Perhaps the most intriguing menu item is the Princess, an homage to Nashville-style hot chicken and a certain famous hot chicken joint. It starts with a biscuit, topped with a spicy fried chicken thigh (boneless, in a concession to biscuit mechanics), plus the aforementioned pickles and mustard and a drizzle of honey.

You can also build your own biscuit with alluring ingredients such as local bacon, country ham, Kenny’s Farmhouse Cheddar, sausage gravy, and most delirious of all … Olive & Sinclair chocolate gravy.

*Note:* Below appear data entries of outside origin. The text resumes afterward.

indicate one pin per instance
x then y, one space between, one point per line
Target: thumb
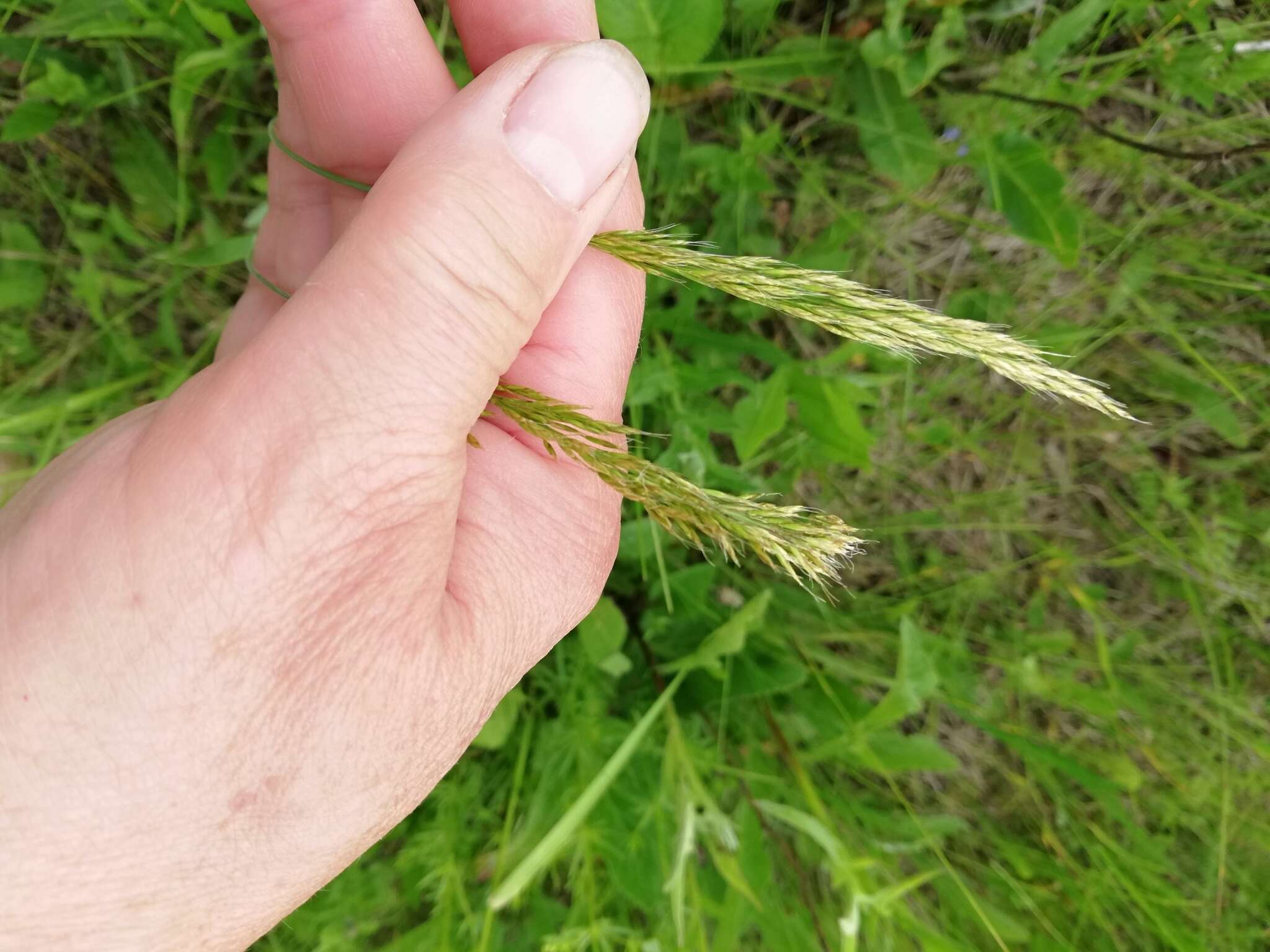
438 283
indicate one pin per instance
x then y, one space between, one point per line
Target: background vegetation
1037 718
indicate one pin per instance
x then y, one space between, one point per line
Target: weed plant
1036 715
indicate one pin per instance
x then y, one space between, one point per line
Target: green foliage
1034 720
1029 191
664 32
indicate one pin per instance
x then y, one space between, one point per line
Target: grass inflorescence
804 544
853 310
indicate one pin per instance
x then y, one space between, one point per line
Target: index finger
584 348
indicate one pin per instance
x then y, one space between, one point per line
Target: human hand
248 628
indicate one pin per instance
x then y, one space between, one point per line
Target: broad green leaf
499 725
1028 190
729 638
215 22
915 69
220 161
893 134
664 32
192 71
29 120
828 413
603 631
615 666
760 415
59 84
1064 33
228 252
755 15
23 281
915 682
541 856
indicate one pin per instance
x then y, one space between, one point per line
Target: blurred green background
1037 716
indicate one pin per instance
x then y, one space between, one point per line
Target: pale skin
246 630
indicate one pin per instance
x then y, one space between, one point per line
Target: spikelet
807 545
853 310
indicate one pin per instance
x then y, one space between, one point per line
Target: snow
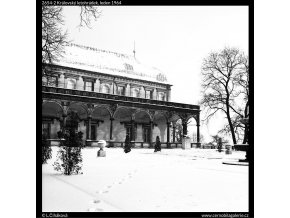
193 180
93 59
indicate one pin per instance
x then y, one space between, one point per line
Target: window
146 134
71 84
46 129
93 132
129 132
105 89
128 66
89 86
49 81
148 94
121 90
135 93
161 96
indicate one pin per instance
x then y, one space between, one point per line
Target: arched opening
143 127
106 89
100 124
122 123
51 117
71 84
160 127
81 112
135 93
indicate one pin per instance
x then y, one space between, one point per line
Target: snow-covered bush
69 157
46 150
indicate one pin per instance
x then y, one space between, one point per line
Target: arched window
135 93
161 96
71 84
106 89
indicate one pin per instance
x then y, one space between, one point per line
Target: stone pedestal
101 153
101 145
185 143
228 149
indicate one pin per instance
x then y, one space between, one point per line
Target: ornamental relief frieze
97 75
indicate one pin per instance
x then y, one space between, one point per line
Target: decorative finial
134 49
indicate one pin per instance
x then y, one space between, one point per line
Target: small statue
157 144
127 147
101 152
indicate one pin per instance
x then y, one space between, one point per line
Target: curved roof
93 59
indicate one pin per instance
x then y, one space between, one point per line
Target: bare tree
226 88
53 37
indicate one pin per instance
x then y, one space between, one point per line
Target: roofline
72 68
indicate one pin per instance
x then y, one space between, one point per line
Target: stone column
111 128
97 85
63 122
61 81
168 134
197 134
128 90
112 88
65 82
150 134
89 130
168 93
132 130
80 83
184 127
142 92
154 94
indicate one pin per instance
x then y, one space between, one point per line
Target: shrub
69 158
46 150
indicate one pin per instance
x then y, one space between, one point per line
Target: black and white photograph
145 108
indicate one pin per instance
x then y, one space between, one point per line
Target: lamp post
245 121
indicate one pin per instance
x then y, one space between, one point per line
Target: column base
185 143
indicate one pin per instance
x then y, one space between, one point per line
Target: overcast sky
174 39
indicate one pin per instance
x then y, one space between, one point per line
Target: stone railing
74 92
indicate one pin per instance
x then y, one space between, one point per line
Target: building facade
113 95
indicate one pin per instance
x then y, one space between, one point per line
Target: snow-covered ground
193 180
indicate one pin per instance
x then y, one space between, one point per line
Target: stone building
113 95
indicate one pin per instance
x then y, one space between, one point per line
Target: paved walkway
170 180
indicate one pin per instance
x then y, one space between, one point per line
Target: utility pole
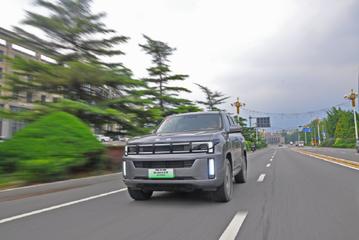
352 97
318 126
299 133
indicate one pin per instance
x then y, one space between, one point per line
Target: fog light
211 168
124 168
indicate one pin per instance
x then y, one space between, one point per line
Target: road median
336 160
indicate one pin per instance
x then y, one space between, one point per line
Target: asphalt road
292 197
348 154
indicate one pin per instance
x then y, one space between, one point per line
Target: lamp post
318 126
352 97
237 104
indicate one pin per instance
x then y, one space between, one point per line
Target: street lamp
299 133
352 97
318 126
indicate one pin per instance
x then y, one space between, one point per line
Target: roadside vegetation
335 130
51 148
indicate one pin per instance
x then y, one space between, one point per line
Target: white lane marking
58 182
261 177
232 229
59 206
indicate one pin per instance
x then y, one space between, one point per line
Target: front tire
241 177
224 192
139 195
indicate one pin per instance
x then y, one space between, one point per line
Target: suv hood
175 137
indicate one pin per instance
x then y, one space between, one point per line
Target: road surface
288 196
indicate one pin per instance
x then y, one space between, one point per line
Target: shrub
344 143
50 147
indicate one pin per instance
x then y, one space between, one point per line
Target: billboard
307 129
263 122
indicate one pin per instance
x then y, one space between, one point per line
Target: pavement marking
5 220
261 177
232 229
58 182
335 160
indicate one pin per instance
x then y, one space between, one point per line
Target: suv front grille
164 164
166 148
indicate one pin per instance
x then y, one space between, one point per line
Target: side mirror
235 129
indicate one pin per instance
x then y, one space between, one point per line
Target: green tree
344 131
96 91
161 79
213 98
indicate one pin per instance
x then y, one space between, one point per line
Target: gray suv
187 152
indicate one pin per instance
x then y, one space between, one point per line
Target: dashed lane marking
261 177
234 226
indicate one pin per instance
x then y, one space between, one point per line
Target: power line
283 114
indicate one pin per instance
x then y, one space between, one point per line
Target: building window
43 99
16 125
1 55
1 135
29 97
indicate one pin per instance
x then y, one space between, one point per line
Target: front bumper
191 178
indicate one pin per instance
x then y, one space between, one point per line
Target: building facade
27 98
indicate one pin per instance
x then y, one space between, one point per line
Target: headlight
202 147
211 174
124 170
126 150
130 149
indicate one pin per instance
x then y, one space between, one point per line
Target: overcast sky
275 55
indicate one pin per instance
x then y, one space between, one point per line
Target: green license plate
161 173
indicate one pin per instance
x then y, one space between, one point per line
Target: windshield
187 123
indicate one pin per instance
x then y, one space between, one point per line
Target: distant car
120 138
300 144
103 138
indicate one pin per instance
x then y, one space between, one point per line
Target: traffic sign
307 130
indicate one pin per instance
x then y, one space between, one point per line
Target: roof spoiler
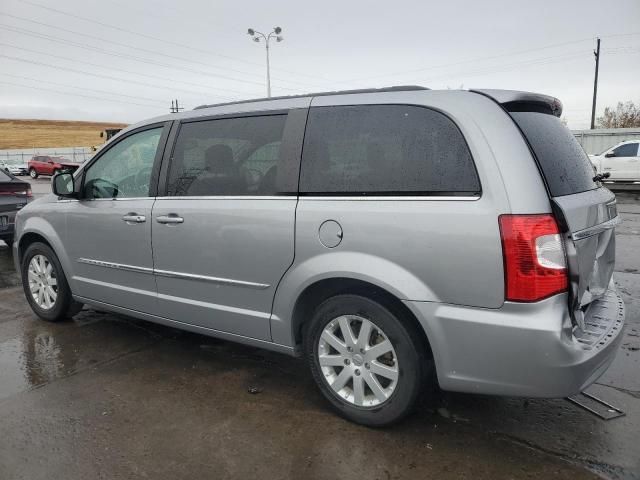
516 101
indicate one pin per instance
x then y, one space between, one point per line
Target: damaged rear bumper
522 349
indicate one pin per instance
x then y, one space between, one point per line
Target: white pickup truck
622 161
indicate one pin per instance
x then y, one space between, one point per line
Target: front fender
353 265
52 233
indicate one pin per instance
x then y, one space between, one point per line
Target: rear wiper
601 176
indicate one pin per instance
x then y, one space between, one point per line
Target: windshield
564 164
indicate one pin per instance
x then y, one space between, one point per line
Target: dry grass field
51 133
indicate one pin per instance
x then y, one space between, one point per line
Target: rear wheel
45 285
368 363
8 239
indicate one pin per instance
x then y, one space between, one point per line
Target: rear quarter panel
426 249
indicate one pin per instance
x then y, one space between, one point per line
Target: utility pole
257 36
175 107
596 52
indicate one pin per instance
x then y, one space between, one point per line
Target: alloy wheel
358 361
43 284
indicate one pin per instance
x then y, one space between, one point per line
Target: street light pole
257 36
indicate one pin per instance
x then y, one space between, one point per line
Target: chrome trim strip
205 278
171 274
117 266
189 326
596 229
231 197
379 198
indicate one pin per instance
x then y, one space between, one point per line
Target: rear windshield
564 164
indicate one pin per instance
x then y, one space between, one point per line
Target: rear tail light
535 265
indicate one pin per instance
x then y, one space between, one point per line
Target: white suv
622 161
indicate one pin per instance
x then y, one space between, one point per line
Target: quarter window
124 171
626 150
385 149
231 156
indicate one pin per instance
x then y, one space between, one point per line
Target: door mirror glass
62 185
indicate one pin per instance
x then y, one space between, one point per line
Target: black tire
64 306
414 362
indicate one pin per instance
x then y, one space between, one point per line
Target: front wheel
368 363
45 285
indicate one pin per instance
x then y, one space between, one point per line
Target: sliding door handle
171 219
134 218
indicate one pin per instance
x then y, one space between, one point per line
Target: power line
105 52
68 69
126 102
153 52
491 57
75 87
128 72
509 66
142 35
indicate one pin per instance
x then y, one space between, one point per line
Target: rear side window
385 150
564 164
232 156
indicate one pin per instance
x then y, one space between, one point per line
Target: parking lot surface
106 396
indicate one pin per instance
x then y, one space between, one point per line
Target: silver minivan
397 238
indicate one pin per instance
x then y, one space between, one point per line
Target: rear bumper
522 349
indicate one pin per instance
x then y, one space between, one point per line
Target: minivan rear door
586 210
223 230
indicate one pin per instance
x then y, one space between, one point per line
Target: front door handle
134 218
170 219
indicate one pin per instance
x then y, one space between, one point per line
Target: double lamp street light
257 37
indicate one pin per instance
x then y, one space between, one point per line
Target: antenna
175 106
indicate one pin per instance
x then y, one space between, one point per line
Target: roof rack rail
399 88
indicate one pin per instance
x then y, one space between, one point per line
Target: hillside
51 133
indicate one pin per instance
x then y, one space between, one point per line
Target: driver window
124 171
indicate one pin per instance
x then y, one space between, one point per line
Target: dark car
14 194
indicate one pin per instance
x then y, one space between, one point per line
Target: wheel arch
319 291
36 229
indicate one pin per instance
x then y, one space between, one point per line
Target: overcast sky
124 60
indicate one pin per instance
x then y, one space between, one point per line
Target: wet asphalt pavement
106 396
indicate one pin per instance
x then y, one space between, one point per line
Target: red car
46 165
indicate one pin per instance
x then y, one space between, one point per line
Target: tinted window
385 149
124 171
564 164
232 156
626 150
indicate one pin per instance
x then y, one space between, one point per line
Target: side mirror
62 185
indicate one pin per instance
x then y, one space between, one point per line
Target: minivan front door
109 228
223 236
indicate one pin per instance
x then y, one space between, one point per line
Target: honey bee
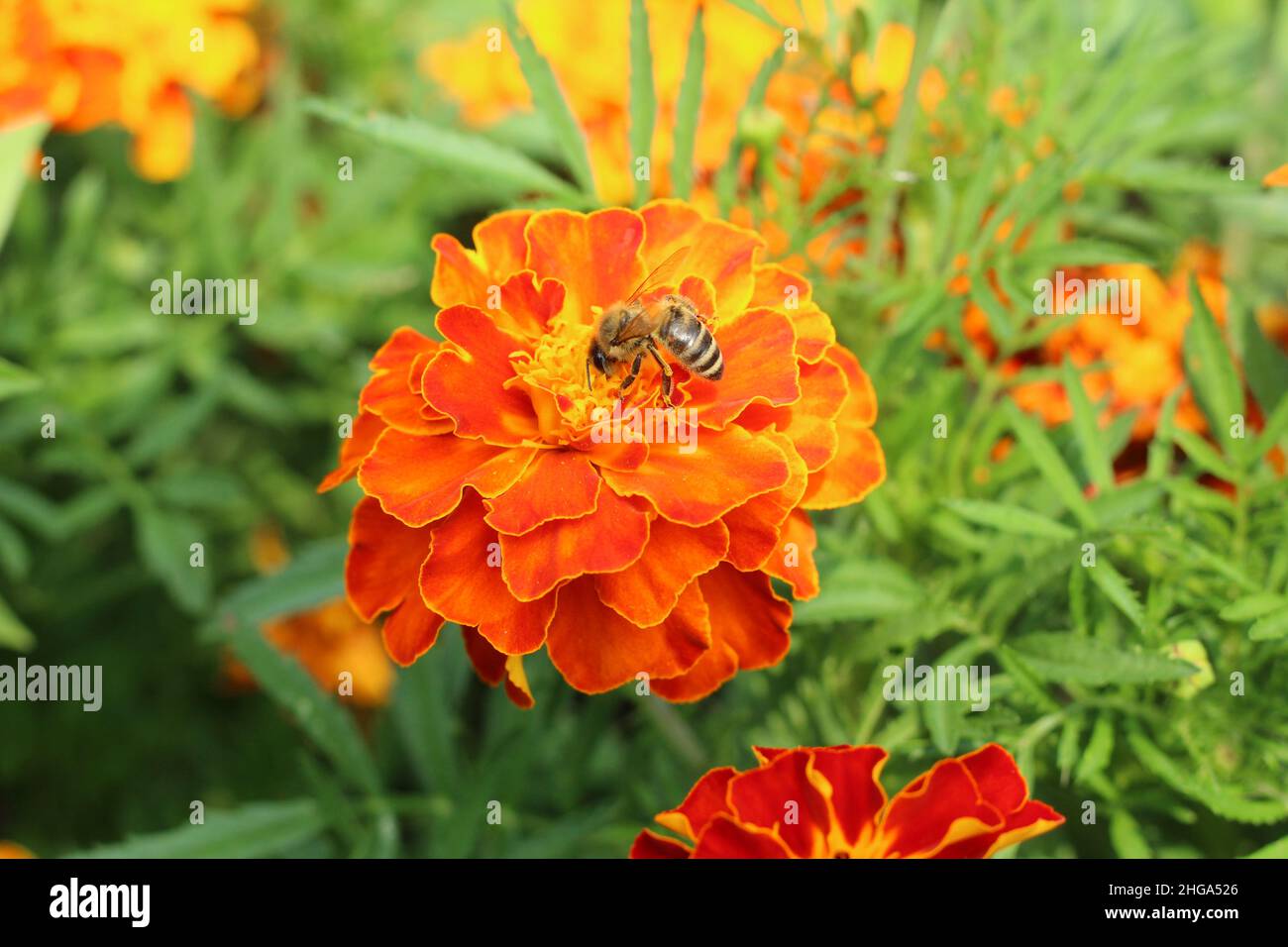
627 331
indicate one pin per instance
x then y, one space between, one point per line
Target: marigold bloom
81 63
965 806
493 499
327 641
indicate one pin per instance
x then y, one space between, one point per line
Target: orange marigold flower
81 63
327 641
494 500
965 806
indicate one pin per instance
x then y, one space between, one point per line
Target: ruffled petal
596 650
782 797
722 471
593 256
707 799
469 384
720 253
420 479
647 590
605 540
462 579
760 367
353 450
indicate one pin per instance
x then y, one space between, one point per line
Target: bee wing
662 272
635 328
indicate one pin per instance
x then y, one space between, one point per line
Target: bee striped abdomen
692 343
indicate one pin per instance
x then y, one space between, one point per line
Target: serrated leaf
1048 463
163 540
1086 431
253 831
17 145
1253 605
1100 749
1009 518
447 150
1270 626
550 101
688 105
643 95
1119 590
1063 656
13 633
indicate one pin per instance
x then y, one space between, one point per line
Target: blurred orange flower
828 802
81 63
737 46
1142 363
493 497
329 641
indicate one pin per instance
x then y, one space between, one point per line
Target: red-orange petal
596 650
593 256
420 479
605 540
469 384
725 838
649 844
781 796
353 450
724 470
647 590
462 579
558 484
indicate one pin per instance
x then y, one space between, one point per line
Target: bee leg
630 379
666 372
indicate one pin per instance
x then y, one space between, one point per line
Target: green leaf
1265 368
1205 455
314 575
643 95
163 540
687 107
1210 368
13 633
1119 590
1048 463
1012 519
1225 802
1253 607
17 145
317 712
16 380
1270 628
1086 429
1063 656
446 150
253 831
1099 750
550 101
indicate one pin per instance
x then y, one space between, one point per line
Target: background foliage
171 428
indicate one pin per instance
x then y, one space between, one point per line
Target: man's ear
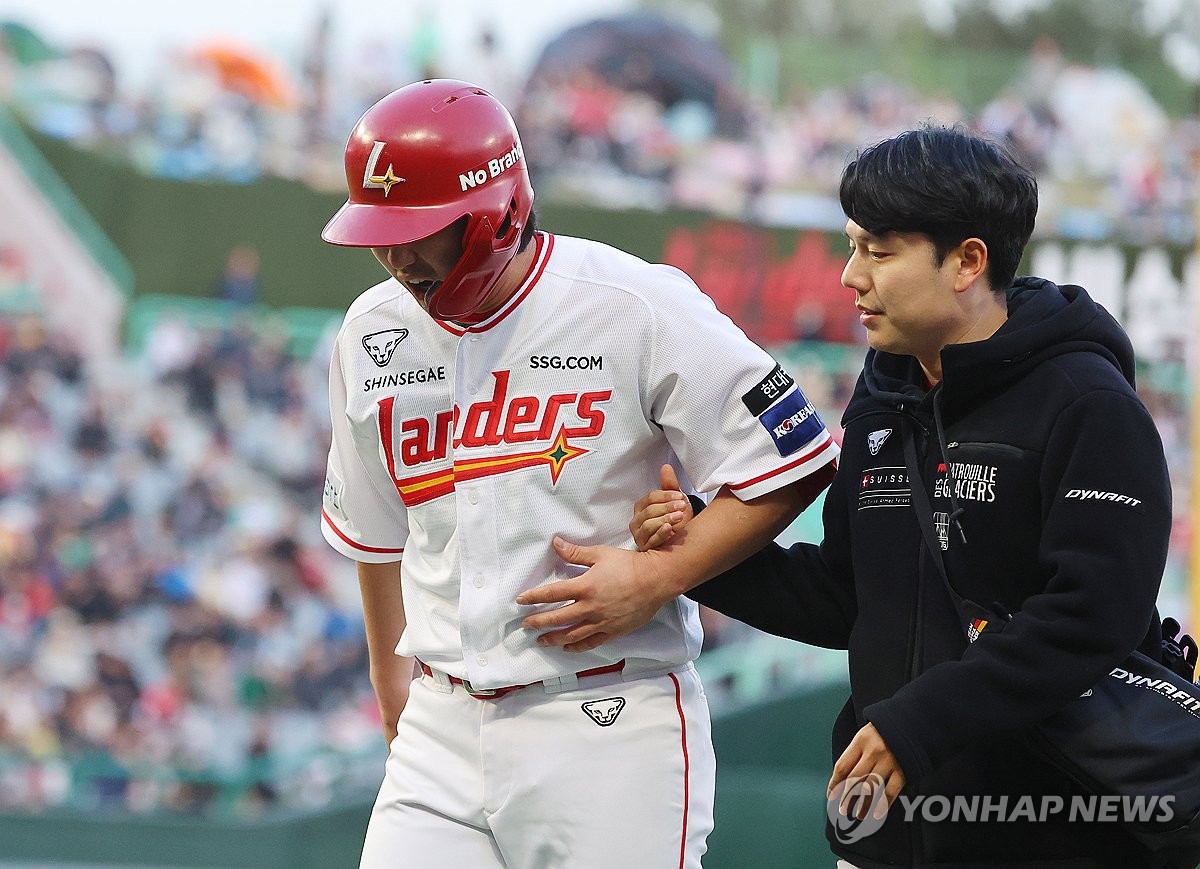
971 263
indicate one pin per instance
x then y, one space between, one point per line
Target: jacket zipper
915 631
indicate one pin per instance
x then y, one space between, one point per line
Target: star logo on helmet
384 181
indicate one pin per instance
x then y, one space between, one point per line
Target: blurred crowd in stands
1110 160
171 621
174 634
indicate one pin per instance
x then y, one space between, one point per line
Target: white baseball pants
532 780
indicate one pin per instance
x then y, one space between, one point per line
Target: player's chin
423 291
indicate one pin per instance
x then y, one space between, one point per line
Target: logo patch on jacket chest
885 486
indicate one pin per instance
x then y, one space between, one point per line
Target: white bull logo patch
382 345
604 712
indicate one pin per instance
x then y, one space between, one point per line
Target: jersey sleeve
732 414
361 514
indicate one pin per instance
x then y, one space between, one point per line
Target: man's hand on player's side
621 589
660 514
618 593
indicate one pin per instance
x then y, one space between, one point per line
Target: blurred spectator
239 280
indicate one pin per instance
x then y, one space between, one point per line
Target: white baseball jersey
462 451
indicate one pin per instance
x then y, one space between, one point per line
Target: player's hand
391 682
867 777
660 514
618 593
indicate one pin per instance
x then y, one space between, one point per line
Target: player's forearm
383 613
726 533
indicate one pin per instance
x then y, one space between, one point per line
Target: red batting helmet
421 159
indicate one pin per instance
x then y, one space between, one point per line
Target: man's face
906 300
424 264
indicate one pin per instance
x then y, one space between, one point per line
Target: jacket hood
1044 321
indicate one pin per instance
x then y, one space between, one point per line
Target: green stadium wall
773 763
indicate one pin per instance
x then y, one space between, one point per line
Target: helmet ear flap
510 226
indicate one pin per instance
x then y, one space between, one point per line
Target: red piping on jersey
351 543
807 457
539 264
687 772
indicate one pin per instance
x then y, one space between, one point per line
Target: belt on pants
493 693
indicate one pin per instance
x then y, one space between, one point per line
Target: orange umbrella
246 72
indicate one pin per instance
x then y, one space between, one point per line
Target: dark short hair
947 184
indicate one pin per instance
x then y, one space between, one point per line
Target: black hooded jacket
1053 501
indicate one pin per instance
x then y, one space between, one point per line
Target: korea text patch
792 423
767 393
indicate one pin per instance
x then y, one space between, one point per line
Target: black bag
1133 736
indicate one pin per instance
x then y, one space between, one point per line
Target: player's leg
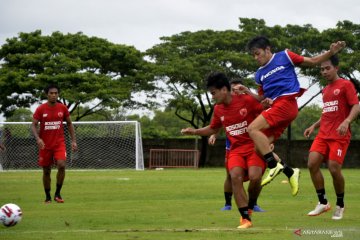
314 163
254 187
227 192
339 186
269 126
60 176
47 183
45 161
60 157
237 180
337 154
227 186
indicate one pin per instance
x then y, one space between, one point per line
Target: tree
183 61
89 71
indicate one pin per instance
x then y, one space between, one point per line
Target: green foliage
85 68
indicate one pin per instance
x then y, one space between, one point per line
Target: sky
141 23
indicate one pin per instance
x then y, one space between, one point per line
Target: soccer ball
10 214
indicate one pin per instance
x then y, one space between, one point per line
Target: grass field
169 204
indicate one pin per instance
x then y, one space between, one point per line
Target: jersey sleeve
295 58
260 90
351 95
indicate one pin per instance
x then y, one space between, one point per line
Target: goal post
101 145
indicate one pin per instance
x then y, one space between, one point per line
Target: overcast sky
140 23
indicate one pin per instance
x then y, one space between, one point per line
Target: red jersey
51 123
338 99
235 118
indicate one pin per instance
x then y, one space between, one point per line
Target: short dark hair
50 86
217 80
258 42
334 59
237 81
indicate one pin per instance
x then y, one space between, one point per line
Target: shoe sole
272 178
314 215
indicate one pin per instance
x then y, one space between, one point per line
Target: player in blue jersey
279 87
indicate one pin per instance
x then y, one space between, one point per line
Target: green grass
169 204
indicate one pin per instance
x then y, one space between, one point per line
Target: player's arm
316 60
72 133
212 138
205 131
344 126
311 129
39 141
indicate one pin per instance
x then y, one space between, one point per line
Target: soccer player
51 140
340 108
278 87
234 113
235 89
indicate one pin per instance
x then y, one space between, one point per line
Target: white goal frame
102 145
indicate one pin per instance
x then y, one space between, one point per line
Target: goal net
101 145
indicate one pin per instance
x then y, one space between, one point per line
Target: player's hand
74 146
188 131
212 139
267 102
308 131
40 143
343 128
337 46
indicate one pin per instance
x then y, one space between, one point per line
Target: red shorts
279 116
331 149
227 151
47 157
245 161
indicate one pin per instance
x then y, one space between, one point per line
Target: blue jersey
278 77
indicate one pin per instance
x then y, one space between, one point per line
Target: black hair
217 80
50 86
261 42
334 59
237 81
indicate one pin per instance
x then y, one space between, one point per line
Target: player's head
218 85
52 92
235 85
260 48
329 68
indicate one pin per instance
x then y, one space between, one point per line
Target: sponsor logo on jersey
336 91
243 112
271 72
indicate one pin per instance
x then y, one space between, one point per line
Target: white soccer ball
10 214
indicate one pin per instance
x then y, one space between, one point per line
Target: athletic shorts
279 116
245 161
331 149
48 157
227 151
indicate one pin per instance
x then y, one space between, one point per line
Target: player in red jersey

The Worleys plan to unveil the truck April 6 at the Meet ’N Three food truck gathering at the Nashville Farmers’ Market. To check out the menu, visit biscuitlovetruck.com or watch for updates on Facebook and Twitter.

 

If you’ve never attended Iron Fork, which pits some of Nashville’s best chefs in feats of culinary competition, you should really consider getting a ticket soon.

This year’s roster of competitors seems especially epic: returning champion Laura Wilson of the Grow Local Kitchen at the Nashville Farmers’ Market, Roderick Bailey of Silly Goose, Hernan Borda of Rumours East, Jason Brumm of Merchants and Vinny Tardo of Saffire.

Tickets are $35 ($45 after April 1) and your admission includes samples from 20 or more local restaurants and spirits purveyors. The event benefits Second Harvest Food Bank of Middle Tennessee.

The party starts at 6 p.m. April 25 at the new Marathon Music Works venue at 1402 Clinton St. Tickets are available at nashvillescene.com and will most assuredly sell out.